“Sabor da Vida”, triplas exclusões

A insistência da sociedade em excluir os diferentes e ainda assim eles se manterem vivos é o tema deste filme da cineasta japonesa Naomi Kawase.

Com o sensível olhar de quem trata de delicado tema, a cineasta japonesa Naomi Kawase (Floresta dos Lamentos, 2007) entrelaça a vida dos excluídos, a natureza e o meio social em que vivem, para configurar rituais e tradições de seu país. Cada um deles reflete a conservadora visão classe média da periferia de Tóquio, que influenciará as vidas da idosa Tokue (Kirin Kiki), do cozinheiro Sentaro (Masatoshi Nagase) e da adolescente Wakana (Kyara Uchida). Não sem graves consequências.
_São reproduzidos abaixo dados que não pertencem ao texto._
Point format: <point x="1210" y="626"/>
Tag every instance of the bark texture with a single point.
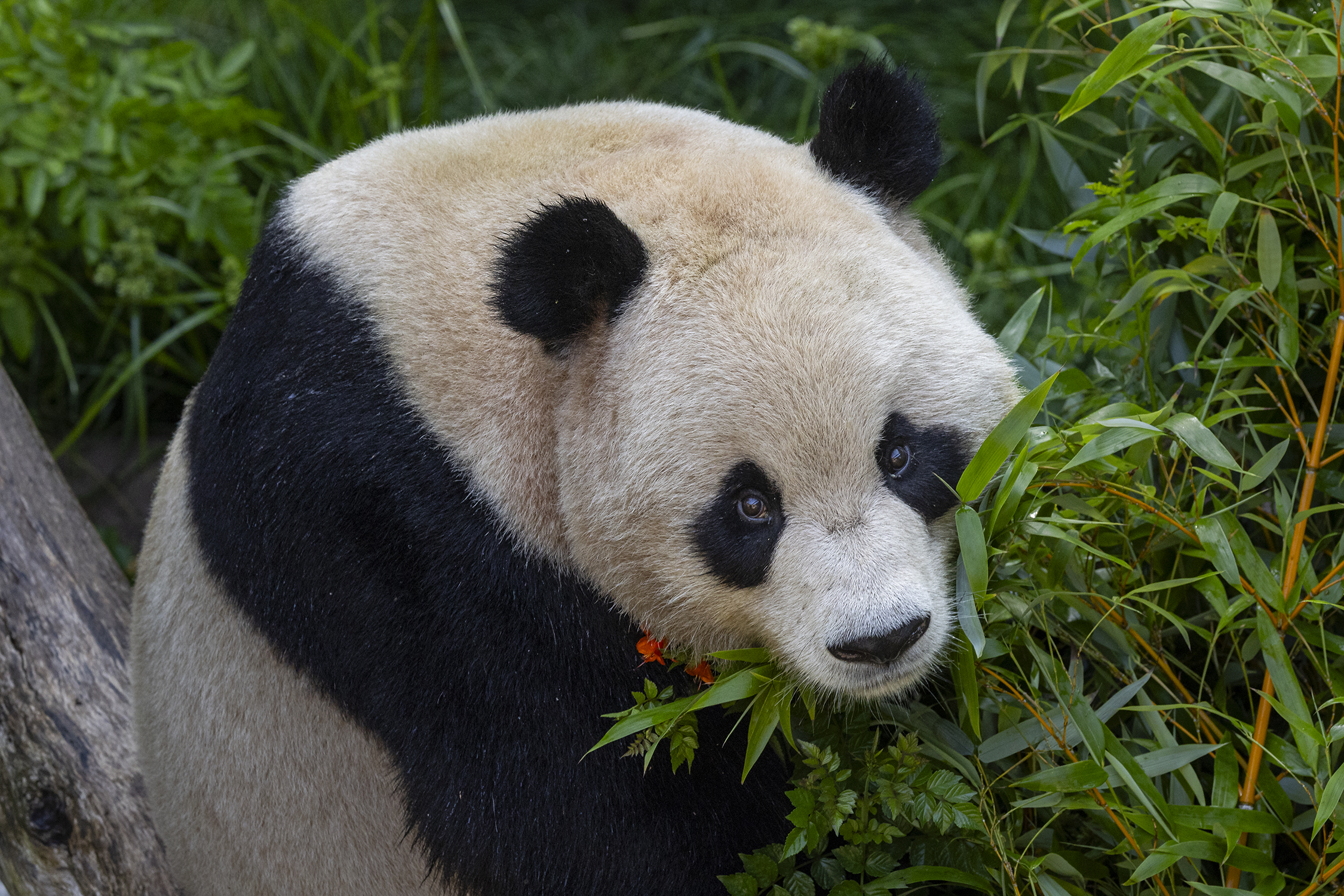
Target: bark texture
<point x="73" y="812"/>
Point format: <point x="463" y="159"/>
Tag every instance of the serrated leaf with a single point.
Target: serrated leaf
<point x="741" y="884"/>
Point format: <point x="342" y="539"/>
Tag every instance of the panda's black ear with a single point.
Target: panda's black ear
<point x="569" y="263"/>
<point x="879" y="133"/>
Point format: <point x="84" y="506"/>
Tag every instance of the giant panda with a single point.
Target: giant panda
<point x="499" y="394"/>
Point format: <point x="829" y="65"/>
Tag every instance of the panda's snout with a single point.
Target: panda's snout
<point x="882" y="649"/>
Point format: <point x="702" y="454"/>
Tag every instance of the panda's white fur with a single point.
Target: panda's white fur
<point x="785" y="315"/>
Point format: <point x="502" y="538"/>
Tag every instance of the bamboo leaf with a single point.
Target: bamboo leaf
<point x="1269" y="254"/>
<point x="1002" y="441"/>
<point x="1072" y="778"/>
<point x="966" y="614"/>
<point x="1012" y="333"/>
<point x="1222" y="213"/>
<point x="1201" y="441"/>
<point x="1330" y="800"/>
<point x="1127" y="60"/>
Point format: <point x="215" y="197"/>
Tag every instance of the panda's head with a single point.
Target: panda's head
<point x="771" y="386"/>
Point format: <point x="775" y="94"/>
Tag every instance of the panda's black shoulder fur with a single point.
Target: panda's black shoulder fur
<point x="878" y="132"/>
<point x="345" y="531"/>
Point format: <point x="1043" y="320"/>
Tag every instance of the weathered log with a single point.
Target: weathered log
<point x="73" y="812"/>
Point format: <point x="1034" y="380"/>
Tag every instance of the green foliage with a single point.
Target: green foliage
<point x="125" y="207"/>
<point x="1146" y="686"/>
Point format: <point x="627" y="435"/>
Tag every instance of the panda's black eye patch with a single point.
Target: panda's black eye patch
<point x="921" y="465"/>
<point x="895" y="461"/>
<point x="737" y="531"/>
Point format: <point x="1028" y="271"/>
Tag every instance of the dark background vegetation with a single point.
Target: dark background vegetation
<point x="266" y="89"/>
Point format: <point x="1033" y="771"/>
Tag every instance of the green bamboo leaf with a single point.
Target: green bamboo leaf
<point x="749" y="655"/>
<point x="966" y="614"/>
<point x="1330" y="800"/>
<point x="972" y="539"/>
<point x="1004" y="18"/>
<point x="1137" y="292"/>
<point x="1285" y="686"/>
<point x="1109" y="443"/>
<point x="922" y="873"/>
<point x="34" y="190"/>
<point x="964" y="679"/>
<point x="1012" y="333"/>
<point x="1201" y="441"/>
<point x="1223" y="208"/>
<point x="1249" y="560"/>
<point x="1127" y="60"/>
<point x="1238" y="79"/>
<point x="1002" y="441"/>
<point x="1214" y="541"/>
<point x="1233" y="820"/>
<point x="1152" y="864"/>
<point x="1230" y="301"/>
<point x="1072" y="778"/>
<point x="1269" y="254"/>
<point x="765" y="719"/>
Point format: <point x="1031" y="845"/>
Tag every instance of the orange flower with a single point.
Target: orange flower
<point x="651" y="649"/>
<point x="702" y="671"/>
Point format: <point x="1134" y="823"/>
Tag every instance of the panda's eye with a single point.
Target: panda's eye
<point x="895" y="461"/>
<point x="753" y="507"/>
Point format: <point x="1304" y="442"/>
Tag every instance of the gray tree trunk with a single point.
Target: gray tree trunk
<point x="73" y="812"/>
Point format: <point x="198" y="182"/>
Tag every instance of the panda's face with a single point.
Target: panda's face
<point x="764" y="453"/>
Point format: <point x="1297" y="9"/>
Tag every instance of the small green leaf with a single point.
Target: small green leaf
<point x="1004" y="18"/>
<point x="1285" y="684"/>
<point x="1109" y="443"/>
<point x="1223" y="208"/>
<point x="923" y="873"/>
<point x="1201" y="441"/>
<point x="1330" y="800"/>
<point x="1269" y="254"/>
<point x="968" y="687"/>
<point x="749" y="655"/>
<point x="1127" y="60"/>
<point x="966" y="613"/>
<point x="34" y="190"/>
<point x="1234" y="820"/>
<point x="761" y="867"/>
<point x="1002" y="441"/>
<point x="800" y="884"/>
<point x="739" y="884"/>
<point x="1074" y="777"/>
<point x="1012" y="333"/>
<point x="765" y="719"/>
<point x="1262" y="468"/>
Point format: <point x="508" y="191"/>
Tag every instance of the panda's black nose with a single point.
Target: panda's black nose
<point x="882" y="649"/>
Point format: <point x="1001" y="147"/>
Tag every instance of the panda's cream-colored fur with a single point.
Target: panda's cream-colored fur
<point x="783" y="319"/>
<point x="259" y="784"/>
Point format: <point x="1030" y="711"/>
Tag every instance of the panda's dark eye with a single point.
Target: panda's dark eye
<point x="753" y="507"/>
<point x="895" y="461"/>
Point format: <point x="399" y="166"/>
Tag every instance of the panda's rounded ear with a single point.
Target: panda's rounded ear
<point x="569" y="263"/>
<point x="879" y="133"/>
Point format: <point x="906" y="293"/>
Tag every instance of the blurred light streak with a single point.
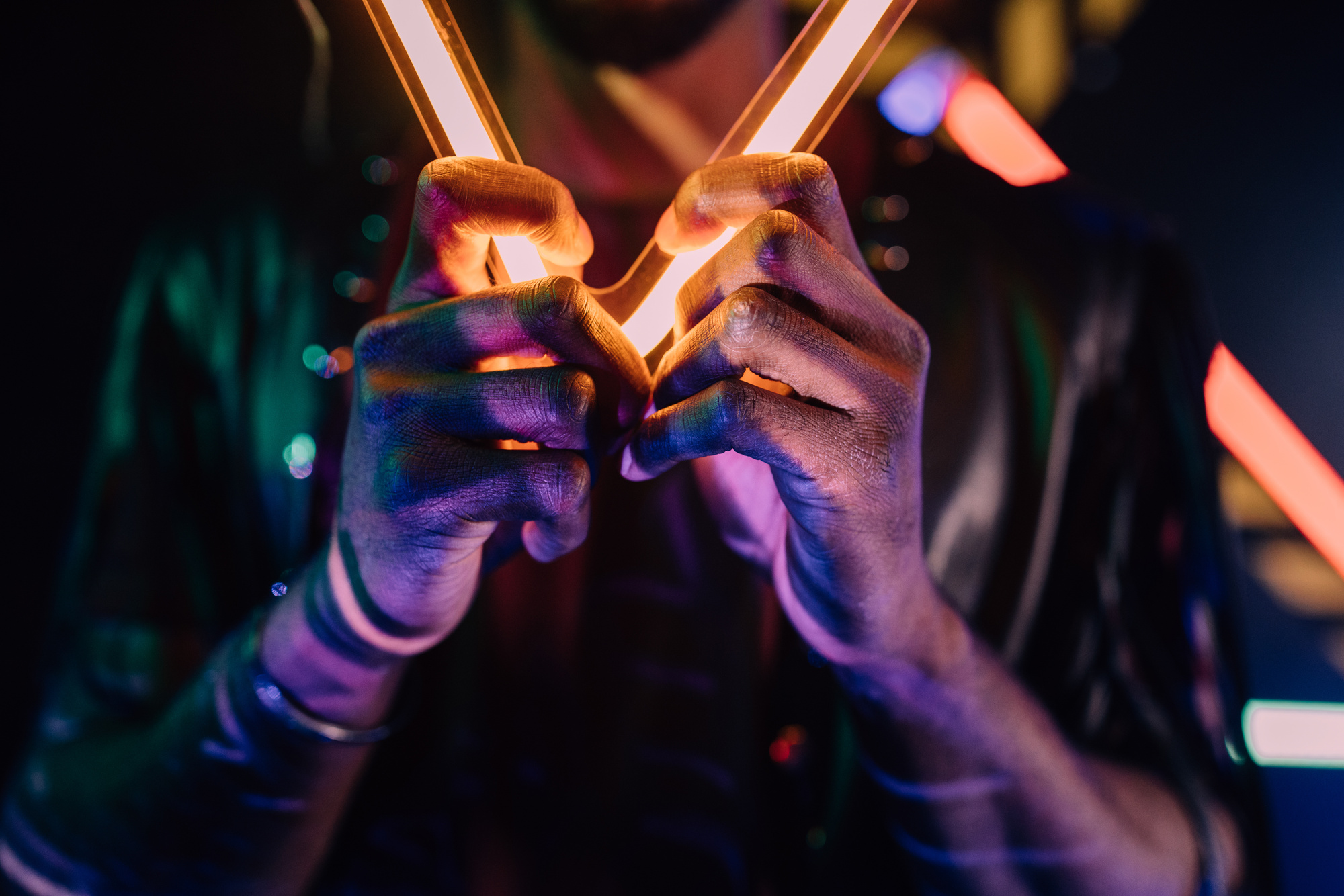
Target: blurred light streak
<point x="993" y="135"/>
<point x="919" y="96"/>
<point x="1034" y="61"/>
<point x="1273" y="451"/>
<point x="1286" y="733"/>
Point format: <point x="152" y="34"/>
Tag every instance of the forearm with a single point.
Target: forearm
<point x="225" y="792"/>
<point x="987" y="796"/>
Conta muito neste “Sabor da Vida”, o modo como Kawase introduz os personagens, sem matizá-los de início, deixando o espectador sem ideia de quem são, na verdade. Eles surgem e se envolvem um com o outro, reforçando a alegoria em torno do dorayaki, panqueca recheada de doce de feijão vermelho. Devagar, a narrativa reforça a ideia de que Tokue, ao repassar a Sentaro os segredos de seu preparo, preserva a tradição de uma geração transmitir seu conhecimento à outra, recusa alguma.

O que Kawase faz, a partir do livro “An”, do escritor japonês Durian Sukegawa, é não deixar o espectador pensar que está diante de mais um filme sobre culinária, desta vez japonesa. O dorayaki é só um pretexto. As motivações para reunir Tokue e Sentaro advêm não das habilidades deles no preparo do doce de feijão, mas do que são na realidade. Dado que cada um se vê numa caixa, fechado, sem poder se mover. Sentaro preso à dona do pequeno espaço, Tokue a seus dedos defeituosos. E daí suas exclusões.

Kawase liga o ser à natureza

De outra natureza é a exclusão da garota Wakana. Solitária, sem amigos, ela supre esta carência se relacionando com seu canário. E, depois, se une a Tokue e Sentaro. Mas Kawase não se vale apenas deste trio para dar conta de seu tema. Numa simbólica sequência, ela volta sua câmera para as cerejeiras de tons turquesa a ser agitadas pelo vento, completando a interação do ser com a natureza. Abordagem constante em sua filmografia, sempre a relacionar o homem/a mulher à água e à floresta.

É por meio das cerejeiras que ela demarca o ciclo da existência dos personagens. Wakana, a princípio amedrontada com a agitação das cerejeiras, aprende com Tokue seu significado. E mesmo Sentaro, tão alheio a presença delas, aprende a elas se integrar. Há muito de metafísica, de crença xintoísta, a religião japonesa, nesta comunhão. Quando se trata de ver homem e meio ambiente integrados ao incessante fluir do universo.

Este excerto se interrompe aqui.